All because it gave money to an abortion provider.
That’s the bottom line, really, and what ACS should take note of now. While Komen had some other controversies, the one that pushed it over the top and split [the] nation was the one about the $700K or so it was giving to the nation’s number one provider of abortions. The argument that it was only for breast cancer screenings didn’t hold water because money is fungible, and any money given to a place that perpetuates evil, even for purposes of good, immediately frees up more money [for] the evil work. Killing babies is evil, even when you cover posters in pink and call it “women’s health care.” And America saw enough of that in this drama to back off.
What happened with Komen should be a lesson to other places [that] are getting their hands red with the bloodshed of the preborn who are killed. The American Cancer Society should take note now. And so should its corporate sponsors.
Once again, we’d like to remind you, as we did with Komen, that there are many places doing cancer research that are worthy of money and don’t compromise LIFE to do so. Choose those places. Choose LIFE.

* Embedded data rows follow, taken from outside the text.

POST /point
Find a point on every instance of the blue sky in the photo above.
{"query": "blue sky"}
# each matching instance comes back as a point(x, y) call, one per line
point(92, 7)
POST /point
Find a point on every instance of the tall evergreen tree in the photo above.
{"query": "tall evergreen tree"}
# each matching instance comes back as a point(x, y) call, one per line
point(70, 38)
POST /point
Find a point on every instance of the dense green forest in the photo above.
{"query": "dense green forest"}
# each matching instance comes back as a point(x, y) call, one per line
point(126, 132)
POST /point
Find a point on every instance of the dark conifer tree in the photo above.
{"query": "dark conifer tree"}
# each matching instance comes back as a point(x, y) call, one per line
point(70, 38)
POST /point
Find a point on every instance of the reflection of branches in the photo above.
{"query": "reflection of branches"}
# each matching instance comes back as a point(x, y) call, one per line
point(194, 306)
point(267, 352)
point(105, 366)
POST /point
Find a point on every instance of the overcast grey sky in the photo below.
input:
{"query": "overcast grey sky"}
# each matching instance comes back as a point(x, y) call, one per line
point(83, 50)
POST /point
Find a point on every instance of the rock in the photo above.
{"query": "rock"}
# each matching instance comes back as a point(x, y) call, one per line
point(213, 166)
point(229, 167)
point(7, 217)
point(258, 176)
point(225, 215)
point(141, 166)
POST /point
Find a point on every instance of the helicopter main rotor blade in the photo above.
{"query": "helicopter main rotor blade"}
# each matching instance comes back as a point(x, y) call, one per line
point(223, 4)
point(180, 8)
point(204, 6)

Left on the street in war-torn Palestine as a baby, Susan Tyrrell was taken to a Catholic orphanage in Bethlehem where she was adopted at the age of six months by a single American woman. Since 2008, she's been speaking on issues of abortion and adoption. Her desire is to see the Church become a greater picture of the family of God through adoption—both natural and spiritual. Susan lives in Kansas City and works with the International House of Prayer with intercessory research to help with informed intercession.